Acórdão nº 391/22.2PAVRS-A.S1 de Supremo Tribunal de Justiça (Portugal), 13 de Setembro de 2023
Magistrado Responsável | ERNESTO VAZ PEREIRA |
Data da Resolução | 13 de Setembro de 2023 |
Emissor | Supremo Tribunal de Justiça (Portugal) |
Acordam, em conferência, na 3ª Secção do Supremo Tribunal de Justiça,: I - RELATÓRIO I.1.

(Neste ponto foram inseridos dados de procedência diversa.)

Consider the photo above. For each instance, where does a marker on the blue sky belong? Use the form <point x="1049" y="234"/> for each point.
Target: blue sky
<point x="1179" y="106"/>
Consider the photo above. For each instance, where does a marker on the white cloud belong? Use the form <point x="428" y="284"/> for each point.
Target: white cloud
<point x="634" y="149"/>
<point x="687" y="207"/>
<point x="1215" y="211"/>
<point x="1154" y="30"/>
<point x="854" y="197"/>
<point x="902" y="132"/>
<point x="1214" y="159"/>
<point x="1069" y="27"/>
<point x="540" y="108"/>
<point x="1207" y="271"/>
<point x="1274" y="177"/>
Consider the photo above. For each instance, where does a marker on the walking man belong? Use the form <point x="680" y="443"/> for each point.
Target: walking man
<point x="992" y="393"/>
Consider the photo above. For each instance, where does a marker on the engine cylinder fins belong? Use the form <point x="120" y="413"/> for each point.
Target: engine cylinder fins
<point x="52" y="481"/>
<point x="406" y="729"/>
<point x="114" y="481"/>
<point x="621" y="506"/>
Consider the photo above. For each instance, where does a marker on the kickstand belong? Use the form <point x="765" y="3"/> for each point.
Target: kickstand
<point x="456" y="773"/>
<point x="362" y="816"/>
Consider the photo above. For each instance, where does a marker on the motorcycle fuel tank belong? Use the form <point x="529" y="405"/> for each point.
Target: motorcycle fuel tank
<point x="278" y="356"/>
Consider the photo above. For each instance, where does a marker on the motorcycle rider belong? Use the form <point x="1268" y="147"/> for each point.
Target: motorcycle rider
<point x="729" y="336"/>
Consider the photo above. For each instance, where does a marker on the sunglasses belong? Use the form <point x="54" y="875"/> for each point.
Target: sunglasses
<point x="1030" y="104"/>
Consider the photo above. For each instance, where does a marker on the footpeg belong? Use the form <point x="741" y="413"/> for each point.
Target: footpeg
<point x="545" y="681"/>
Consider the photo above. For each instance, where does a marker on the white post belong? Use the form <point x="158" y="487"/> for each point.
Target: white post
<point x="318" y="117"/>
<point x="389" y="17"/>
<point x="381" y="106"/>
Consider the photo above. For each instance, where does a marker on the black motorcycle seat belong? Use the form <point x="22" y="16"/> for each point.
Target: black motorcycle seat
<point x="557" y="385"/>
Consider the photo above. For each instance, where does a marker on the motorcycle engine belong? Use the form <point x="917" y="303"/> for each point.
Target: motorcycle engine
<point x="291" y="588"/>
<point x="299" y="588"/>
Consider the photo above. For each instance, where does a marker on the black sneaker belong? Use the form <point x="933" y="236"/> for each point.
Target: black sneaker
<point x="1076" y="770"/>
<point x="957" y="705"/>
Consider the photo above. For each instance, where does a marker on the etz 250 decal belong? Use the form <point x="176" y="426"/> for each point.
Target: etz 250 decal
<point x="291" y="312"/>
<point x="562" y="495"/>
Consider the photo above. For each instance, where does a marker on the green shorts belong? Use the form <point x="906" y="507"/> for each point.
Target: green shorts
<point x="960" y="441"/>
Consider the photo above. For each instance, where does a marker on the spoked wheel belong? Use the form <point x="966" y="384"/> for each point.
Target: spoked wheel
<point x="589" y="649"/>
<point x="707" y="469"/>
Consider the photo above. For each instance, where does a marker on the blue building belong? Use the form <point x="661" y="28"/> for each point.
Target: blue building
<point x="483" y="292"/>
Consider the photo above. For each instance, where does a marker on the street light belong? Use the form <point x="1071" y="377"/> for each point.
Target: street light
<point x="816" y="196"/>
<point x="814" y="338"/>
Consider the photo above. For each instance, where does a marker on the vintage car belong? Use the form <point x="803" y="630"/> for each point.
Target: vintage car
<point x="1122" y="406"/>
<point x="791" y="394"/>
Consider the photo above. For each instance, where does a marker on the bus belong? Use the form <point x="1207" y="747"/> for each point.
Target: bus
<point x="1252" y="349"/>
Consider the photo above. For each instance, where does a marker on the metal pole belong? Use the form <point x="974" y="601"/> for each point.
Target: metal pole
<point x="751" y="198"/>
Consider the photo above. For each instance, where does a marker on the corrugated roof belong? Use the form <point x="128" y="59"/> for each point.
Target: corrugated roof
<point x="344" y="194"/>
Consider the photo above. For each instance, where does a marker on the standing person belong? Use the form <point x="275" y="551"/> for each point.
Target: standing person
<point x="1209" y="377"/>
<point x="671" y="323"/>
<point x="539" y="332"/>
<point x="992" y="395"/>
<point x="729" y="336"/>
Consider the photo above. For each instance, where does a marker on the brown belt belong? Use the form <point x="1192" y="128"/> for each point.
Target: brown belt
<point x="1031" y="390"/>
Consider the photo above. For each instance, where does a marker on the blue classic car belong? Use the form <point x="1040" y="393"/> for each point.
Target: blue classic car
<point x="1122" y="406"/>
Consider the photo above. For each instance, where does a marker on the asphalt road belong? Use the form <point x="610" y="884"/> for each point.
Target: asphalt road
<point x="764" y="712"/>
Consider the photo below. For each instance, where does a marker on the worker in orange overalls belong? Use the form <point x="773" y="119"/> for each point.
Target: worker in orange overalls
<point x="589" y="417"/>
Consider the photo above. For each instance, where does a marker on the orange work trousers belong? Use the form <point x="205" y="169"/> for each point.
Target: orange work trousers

O arguido AA foi condenado por sentença proferida pelo Juízo de Competência Genérica de ... – ... 1, em 24/01/2023, no âmbito do processo nº 391/22.2PAVRS, transitada em julgado em 23/02/2023, pela prática de um crime de condução de veículo em estado de embriaguez, p.p. pelo art. 292.º do CP, na pena de nove meses de prisão, e de um crime de violação de proibições e interdições, p.p. pelo art. 353.º do CP, na pena de quatro meses de prisão, em cúmulo jurídico, na pena conjunta de onze meses de prisão, a cumprir em regime de permanência na habitação, arts 43, nº s 1, al. a) e 2 do CP, a que acresceu a pena acessória de proibição de conduzir veículos motorizados pelo período de vinte e quatro meses, art. 69º, nº 1, al. a), do CP. .
I.2.
Sobre esta decisão, já transitada, incide agora o presente recurso extraordinário de revisão por parte do condenado, invocando os artigos 29º, nº 6, da CRP e 449º, nº 1, al. d), do CPP, o qual rematou com as seguintes conclusões: “I. Por Douta Sentença proferida pelo Juízo de Competência Genérica de ... – Juiz 1, em 24 de Janeiro de 2023, no âmbito do Processo nº 391/22.2PAVRS, e transitada em 23 de Fevereiro de 2023, foi o arguido condenado, como autor material e na forma consumada, pela prática de um crime de condução de veículo em estado de embriaguez, p. e p. pelo artigo 292º CP, e de um crime de violação de proibições e interdições, p. e p. pelo artigo 353º CP, e sendo esta a Douta Sentença revidenda.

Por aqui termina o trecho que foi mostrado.